Arnošt Lustig, nasce a Praga il 21 dicembre 1926, è uno scrittore e accademico, ceco ebreo internato a Theresienstadt nel 1942, poi a Auschwitz dove morì suo padre e infine a Buchenwald.
Riuscì a salvarsi scappando nel 1945 dal treno che lo stava trasportando a Dachau, approfittando di un bombardamento ai binari fatto dagli “Alleati”; fuggito, ritornò subito in Patria per prendere parte alla resistenza contro i Nazisti invasori. Terminata la Guerra, studiò Giornalismo presso l’Università Carolina, la più prestigiosa del Paese, poi fu assunto dall’emittente radiofonica locale Radio Praha, incarico che però lasciò quasi subito per recarsi nel nascente Stato d’Israele a combattere per l’indipendenza nelle file dell’Haganah. Tornò poi nuovamente nella Cecoslovacchia nei difficili anni settanta (il 1968 è infatti l’anno della tristemente nota Primavera di Praga); lasciò quindi per la seconda volta volontariamente il Paese per recarsi in Israele prima, poi in Iugoslavia – altra zona politicamente instabile – e infine, nel 1970, negli Stati Uniti, accettando un posto da professore all’American University di Washington DC.

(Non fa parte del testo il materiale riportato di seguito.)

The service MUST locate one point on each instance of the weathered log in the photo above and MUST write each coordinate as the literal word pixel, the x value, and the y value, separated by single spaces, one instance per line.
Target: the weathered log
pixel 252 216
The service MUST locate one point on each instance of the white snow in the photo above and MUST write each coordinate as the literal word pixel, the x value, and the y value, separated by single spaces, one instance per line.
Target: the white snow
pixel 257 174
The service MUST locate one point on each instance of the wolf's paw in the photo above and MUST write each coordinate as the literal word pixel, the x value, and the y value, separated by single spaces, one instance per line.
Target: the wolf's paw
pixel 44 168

Con l’inizio del crollo del Comunismo in Europa, nel 1989 si recò per l’ennesima volta in Patria, alternando tuttavia il proprio tempo tra Praga e Washington. Nel 1993 dalla scissione della Cecoslovacchia nacquero Repubblica Ceca e Slovacchia, a Lustig venne dato il passaporto ceco. Nel 2003 ha lasciato il suo posto all’American University per tornare definitivamente in Patria, dove il Presidente Václav Havel lo ha onorato come esponente di spicco della cultura nazionale in occasione del suo ottantesimo compleanno, nel 2006. Nel 2008 è stato insignito del Premio Franz Kafka, assegnato precedentemente al connazionale Ivan Klíma, sicuramente il premio letterario più illustre sinora conferitogli.